The cabbie pulls into a gas station. The florescent lights feel too bright and glaring. I squint into the store. It’s deserted except for the kid behind the counter.
 

“You want anything?” I say to Trish.

She shakes her head no and I hop out of the cab, squinting in the bright light. I toss the store door open. A blast of cool air hits my face and the reek of refined sugar and junky hotdogs drifts into my nose, making me gag. The light inside is even brighter. Nearly unbearable. I wonder about the light bothering me so much, then attribute it to lack of sleep. The cashier, a gangly kid full of pimples and piercings, doesn’t even look up as I enter. I do want some coffee, so I head to the back and pour myself a big cup of black. Shitty gas station coffee is the best. I grab a breakfast bar and make like I’m heading to the washroom, then walk right on by it.
 

The store’s rear exit door opens without an alarm. Easy-peasy.

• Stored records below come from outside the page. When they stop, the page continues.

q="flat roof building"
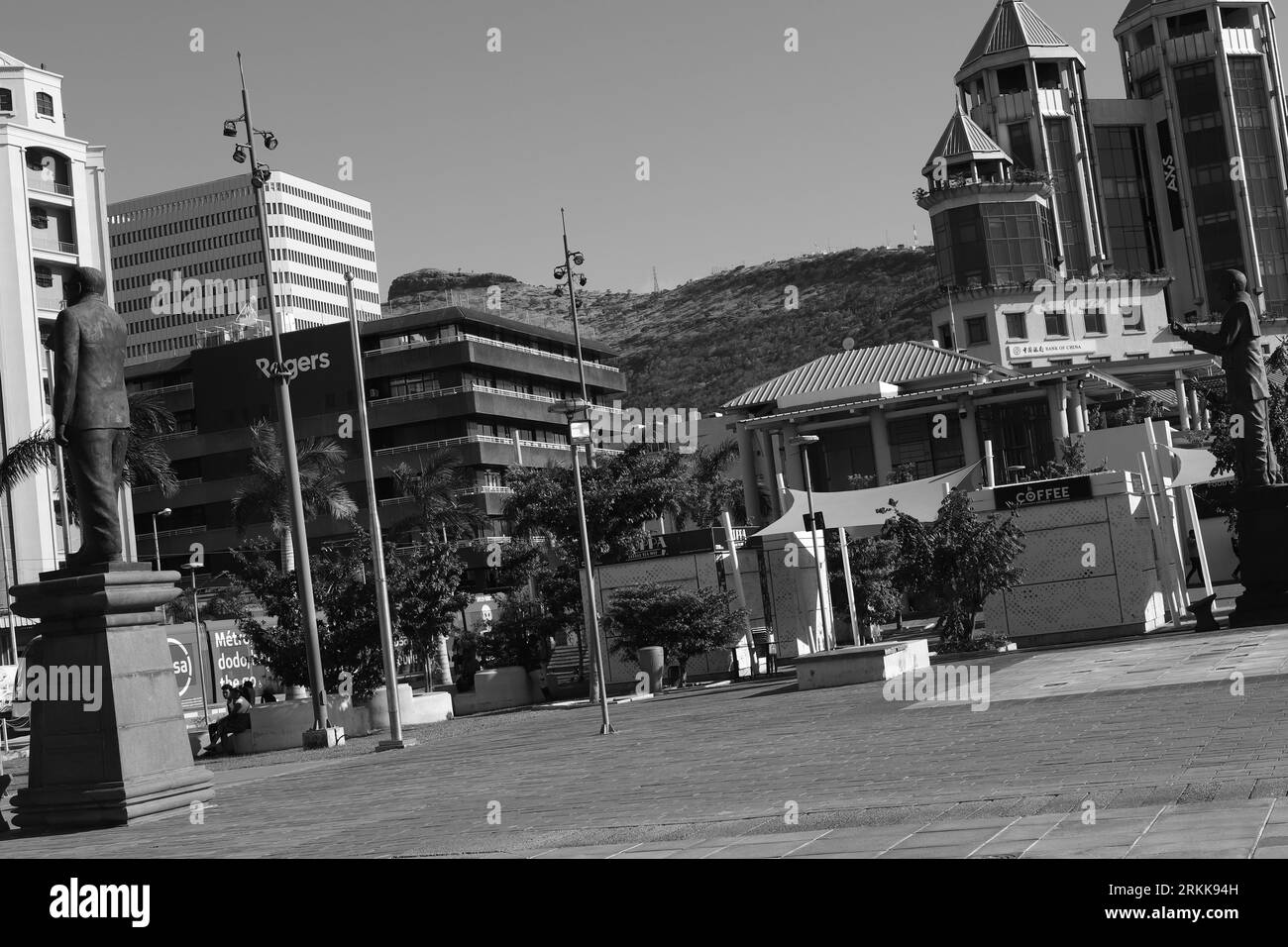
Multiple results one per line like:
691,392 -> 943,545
108,170 -> 380,365
126,308 -> 626,581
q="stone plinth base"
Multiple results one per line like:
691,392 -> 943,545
1231,484 -> 1288,627
10,563 -> 214,830
796,638 -> 930,690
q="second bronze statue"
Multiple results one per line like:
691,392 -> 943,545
47,266 -> 130,567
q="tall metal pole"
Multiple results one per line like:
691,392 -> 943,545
572,445 -> 617,734
237,53 -> 329,729
802,447 -> 832,651
559,207 -> 595,467
344,270 -> 407,750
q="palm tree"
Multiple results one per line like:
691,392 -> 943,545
0,391 -> 179,513
389,447 -> 490,543
232,421 -> 358,573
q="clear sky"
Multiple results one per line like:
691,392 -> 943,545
10,0 -> 1126,291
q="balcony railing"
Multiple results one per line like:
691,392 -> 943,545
364,333 -> 617,371
27,174 -> 72,197
31,233 -> 76,254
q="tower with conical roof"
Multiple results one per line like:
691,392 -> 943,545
1115,0 -> 1288,318
0,53 -> 119,584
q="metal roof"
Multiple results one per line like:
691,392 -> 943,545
921,102 -> 1012,174
724,342 -> 995,407
962,0 -> 1082,69
744,368 -> 1136,428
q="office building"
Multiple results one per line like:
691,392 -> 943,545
108,170 -> 380,365
0,53 -> 114,589
126,308 -> 625,581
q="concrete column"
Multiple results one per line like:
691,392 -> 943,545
780,424 -> 805,489
1047,381 -> 1069,458
1065,388 -> 1087,434
734,421 -> 761,526
957,394 -> 984,466
756,429 -> 783,519
868,407 -> 894,485
1172,368 -> 1190,430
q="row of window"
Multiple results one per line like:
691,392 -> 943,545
107,184 -> 255,228
108,203 -> 255,246
273,250 -> 378,284
0,89 -> 54,119
268,180 -> 371,220
939,305 -> 1145,349
268,227 -> 376,263
112,230 -> 259,270
268,201 -> 376,241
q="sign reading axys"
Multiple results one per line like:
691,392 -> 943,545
993,476 -> 1091,510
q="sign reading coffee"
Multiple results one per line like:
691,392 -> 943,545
993,476 -> 1091,510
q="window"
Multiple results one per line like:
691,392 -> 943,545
1037,61 -> 1060,89
1221,7 -> 1252,30
1006,121 -> 1035,170
1167,10 -> 1208,36
997,65 -> 1029,95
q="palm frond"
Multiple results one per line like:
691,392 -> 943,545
0,425 -> 55,492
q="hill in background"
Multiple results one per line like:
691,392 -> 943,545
385,249 -> 941,411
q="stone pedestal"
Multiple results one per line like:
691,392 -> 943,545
10,563 -> 214,830
1231,483 -> 1288,627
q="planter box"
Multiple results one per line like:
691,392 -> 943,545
796,638 -> 930,690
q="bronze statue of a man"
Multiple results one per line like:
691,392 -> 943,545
1169,269 -> 1283,487
47,266 -> 130,566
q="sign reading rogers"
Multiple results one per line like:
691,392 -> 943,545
255,352 -> 331,381
993,476 -> 1091,510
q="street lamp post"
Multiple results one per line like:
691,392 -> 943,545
555,207 -> 595,467
791,434 -> 844,651
181,563 -> 215,727
152,506 -> 174,573
550,398 -> 617,734
344,271 -> 406,750
224,53 -> 335,746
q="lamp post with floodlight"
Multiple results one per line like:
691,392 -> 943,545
550,398 -> 617,734
224,53 -> 332,746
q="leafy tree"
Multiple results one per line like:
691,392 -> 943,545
605,582 -> 746,684
827,530 -> 902,640
233,531 -> 469,697
0,391 -> 179,515
390,447 -> 489,543
232,421 -> 358,573
881,489 -> 1024,651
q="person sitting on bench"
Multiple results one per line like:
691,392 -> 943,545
206,684 -> 250,755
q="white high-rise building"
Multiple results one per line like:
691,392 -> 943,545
0,53 -> 112,589
107,170 -> 380,365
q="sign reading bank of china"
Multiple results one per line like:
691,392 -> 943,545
1006,340 -> 1096,362
993,476 -> 1091,510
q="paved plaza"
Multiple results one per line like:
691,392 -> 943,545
0,629 -> 1288,858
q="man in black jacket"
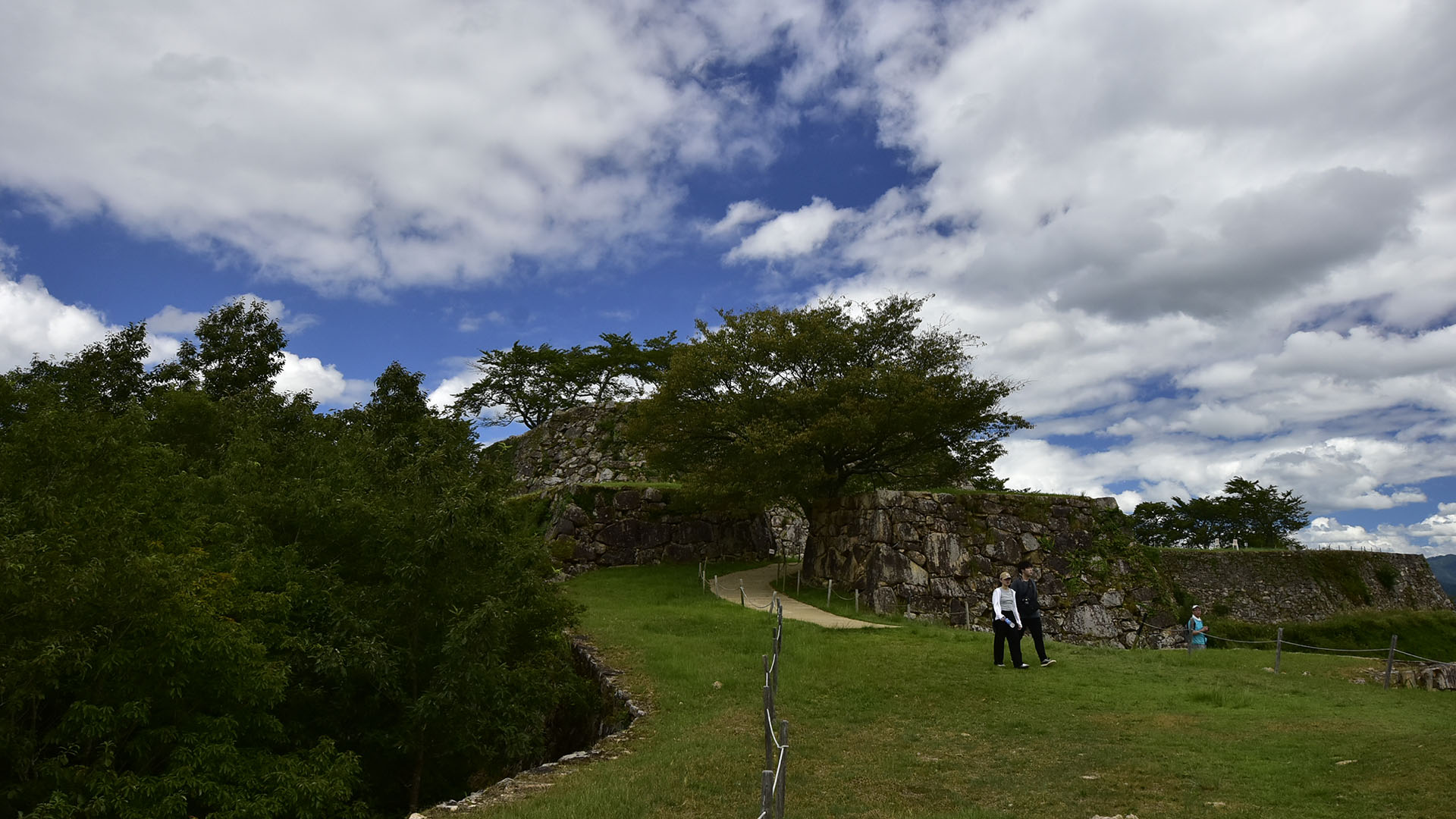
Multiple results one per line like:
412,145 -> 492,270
1010,561 -> 1056,667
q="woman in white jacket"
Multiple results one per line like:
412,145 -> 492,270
992,571 -> 1031,669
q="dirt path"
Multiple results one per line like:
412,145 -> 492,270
709,566 -> 899,628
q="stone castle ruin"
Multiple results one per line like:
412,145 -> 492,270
492,405 -> 1453,647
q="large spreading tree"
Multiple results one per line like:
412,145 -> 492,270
629,296 -> 1028,513
1133,475 -> 1309,549
454,332 -> 677,428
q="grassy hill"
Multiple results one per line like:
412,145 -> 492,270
438,567 -> 1456,819
1426,555 -> 1456,601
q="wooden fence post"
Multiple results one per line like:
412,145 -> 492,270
758,771 -> 774,816
776,720 -> 789,819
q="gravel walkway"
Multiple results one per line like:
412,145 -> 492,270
708,564 -> 900,628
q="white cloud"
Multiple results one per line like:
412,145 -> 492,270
1294,517 -> 1415,554
147,305 -> 207,335
0,242 -> 373,405
0,0 -> 833,293
0,268 -> 117,372
703,199 -> 779,236
786,0 -> 1456,521
275,350 -> 374,406
726,196 -> 853,261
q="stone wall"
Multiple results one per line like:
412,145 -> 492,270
544,487 -> 805,576
802,491 -> 1451,647
507,403 -> 652,491
1160,549 -> 1451,623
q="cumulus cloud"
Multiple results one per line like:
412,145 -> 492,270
274,350 -> 374,406
0,265 -> 117,372
703,199 -> 779,236
0,0 -> 833,293
726,196 -> 853,261
798,0 -> 1456,533
0,243 -> 372,405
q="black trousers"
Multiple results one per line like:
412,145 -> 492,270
1021,615 -> 1046,663
992,620 -> 1021,667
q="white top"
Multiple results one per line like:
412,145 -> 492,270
992,586 -> 1022,628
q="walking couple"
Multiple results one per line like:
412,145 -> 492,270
992,563 -> 1056,669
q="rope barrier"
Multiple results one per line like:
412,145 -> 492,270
1204,631 -> 1290,645
1284,640 -> 1386,654
758,593 -> 789,819
1382,648 -> 1453,666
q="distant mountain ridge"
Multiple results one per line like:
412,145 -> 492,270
1426,555 -> 1456,601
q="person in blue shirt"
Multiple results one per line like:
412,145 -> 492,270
1188,606 -> 1209,651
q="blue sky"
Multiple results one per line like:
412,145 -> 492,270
0,0 -> 1456,554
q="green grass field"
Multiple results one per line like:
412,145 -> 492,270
441,566 -> 1456,819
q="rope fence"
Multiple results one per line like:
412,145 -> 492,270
698,561 -> 789,819
758,598 -> 789,819
1174,623 -> 1451,689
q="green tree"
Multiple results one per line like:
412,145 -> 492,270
1219,476 -> 1309,549
176,299 -> 288,398
456,332 -> 677,428
1133,476 -> 1309,549
629,296 -> 1029,512
0,323 -> 587,819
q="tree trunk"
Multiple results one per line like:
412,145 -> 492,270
410,737 -> 425,813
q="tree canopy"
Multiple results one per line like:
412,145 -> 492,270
0,306 -> 587,819
454,332 -> 677,428
629,296 -> 1029,512
1133,476 -> 1309,549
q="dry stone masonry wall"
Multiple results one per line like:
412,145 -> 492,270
500,403 -> 649,491
546,487 -> 805,576
804,491 -> 1451,647
1160,549 -> 1451,623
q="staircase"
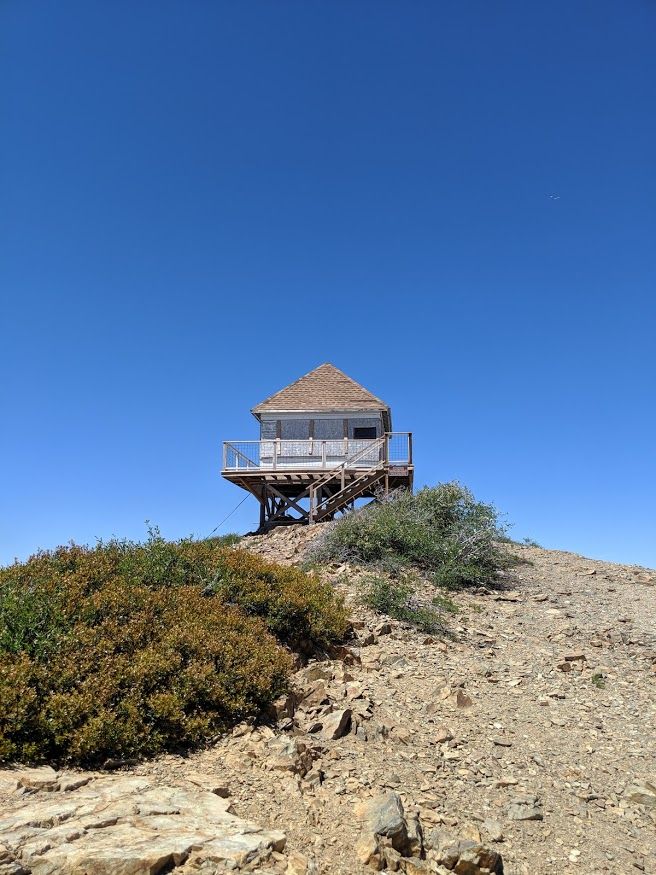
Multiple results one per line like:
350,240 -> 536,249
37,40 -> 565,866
309,435 -> 387,525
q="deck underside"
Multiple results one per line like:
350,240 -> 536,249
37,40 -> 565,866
222,465 -> 414,530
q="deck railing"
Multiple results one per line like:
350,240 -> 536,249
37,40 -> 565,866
222,431 -> 412,473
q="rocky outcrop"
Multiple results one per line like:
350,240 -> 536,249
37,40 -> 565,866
0,769 -> 285,875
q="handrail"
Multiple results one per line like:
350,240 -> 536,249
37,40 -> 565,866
223,441 -> 260,468
308,432 -> 389,524
314,434 -> 387,489
222,432 -> 412,476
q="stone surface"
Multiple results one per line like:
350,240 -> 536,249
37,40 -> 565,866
0,775 -> 285,875
0,526 -> 656,875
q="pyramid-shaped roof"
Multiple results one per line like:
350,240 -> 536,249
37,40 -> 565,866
253,363 -> 389,417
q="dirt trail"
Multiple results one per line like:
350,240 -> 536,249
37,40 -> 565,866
131,530 -> 656,875
2,529 -> 656,875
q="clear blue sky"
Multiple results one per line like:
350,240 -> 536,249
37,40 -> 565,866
0,0 -> 656,566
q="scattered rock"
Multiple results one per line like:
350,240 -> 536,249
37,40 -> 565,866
0,775 -> 285,875
624,781 -> 656,808
321,708 -> 353,741
507,794 -> 543,820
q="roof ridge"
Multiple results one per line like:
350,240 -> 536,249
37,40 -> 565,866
252,362 -> 389,415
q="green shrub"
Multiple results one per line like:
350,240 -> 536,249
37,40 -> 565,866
0,532 -> 346,765
313,483 -> 505,588
362,577 -> 445,632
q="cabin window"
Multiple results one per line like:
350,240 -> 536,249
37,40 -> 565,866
314,419 -> 344,441
280,419 -> 310,441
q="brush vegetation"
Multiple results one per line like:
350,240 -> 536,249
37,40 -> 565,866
312,483 -> 507,589
0,530 -> 347,765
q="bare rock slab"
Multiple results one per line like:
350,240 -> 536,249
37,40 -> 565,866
0,775 -> 285,875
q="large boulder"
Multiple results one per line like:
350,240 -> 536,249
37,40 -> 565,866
0,774 -> 285,875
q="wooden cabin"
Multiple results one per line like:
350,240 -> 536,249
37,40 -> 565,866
221,364 -> 413,530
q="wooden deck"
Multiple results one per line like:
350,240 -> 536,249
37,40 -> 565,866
221,432 -> 414,530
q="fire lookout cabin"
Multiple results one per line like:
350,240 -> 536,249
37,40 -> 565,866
221,364 -> 414,531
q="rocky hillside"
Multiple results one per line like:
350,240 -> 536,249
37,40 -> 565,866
0,529 -> 656,875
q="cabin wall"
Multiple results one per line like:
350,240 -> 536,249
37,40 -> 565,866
260,410 -> 383,440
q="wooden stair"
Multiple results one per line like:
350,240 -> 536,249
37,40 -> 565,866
311,462 -> 386,523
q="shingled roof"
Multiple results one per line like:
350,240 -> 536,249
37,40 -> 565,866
252,363 -> 389,418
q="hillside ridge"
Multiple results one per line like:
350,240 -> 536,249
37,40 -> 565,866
0,527 -> 656,875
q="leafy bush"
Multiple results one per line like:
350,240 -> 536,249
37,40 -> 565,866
314,483 -> 505,588
363,577 -> 445,632
0,531 -> 346,765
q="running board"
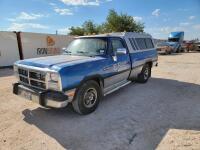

I slip into the night, figuring I have about three minutes before Trish bursts inside looking for me.

Sorry Trish. You’re a friend, but you’re not what I need tonight, and I don’t have the energy for more questions.

I run through the alley, sprint across a street, down another alley, then turn left so I’m two blocks away, facing the gas station down the street and eyeing the cabbie in the parking lot. Trish is still in the back seat. I keep my eye on her until another cab rolls by, and when I flag him he stops real quick. There’s some advantage to being a reasonably dressed woman alone in the night.
 

I hop in the backseat and the cabbie asks where to?

“Hunt’s Point,” I say.

The cabbie looks in his rearview and raises an eyebrow. “I’m sorry, lady, but that’s a long fare. You got cash? Keep it off the meter save you a bit.”

I dig into my purse, pull out a hundred dollar bill and show it to him. “Shouldn’t be more than sixty, right?”
 

“Right.”

The cabbie throws it in drive and heads toward the gas station where I abandoned Trish. I slink into my seat as we roll past, and when we’re safely out of sight I settle in the corner behind the passenger seat.
 

Hunts Point. Highest per capita income in the state. The cabbie raised his eyebrow for more than one reason. Bet it’s not too often he picks up solo women at four in the morning who ask to be driven to Hunt.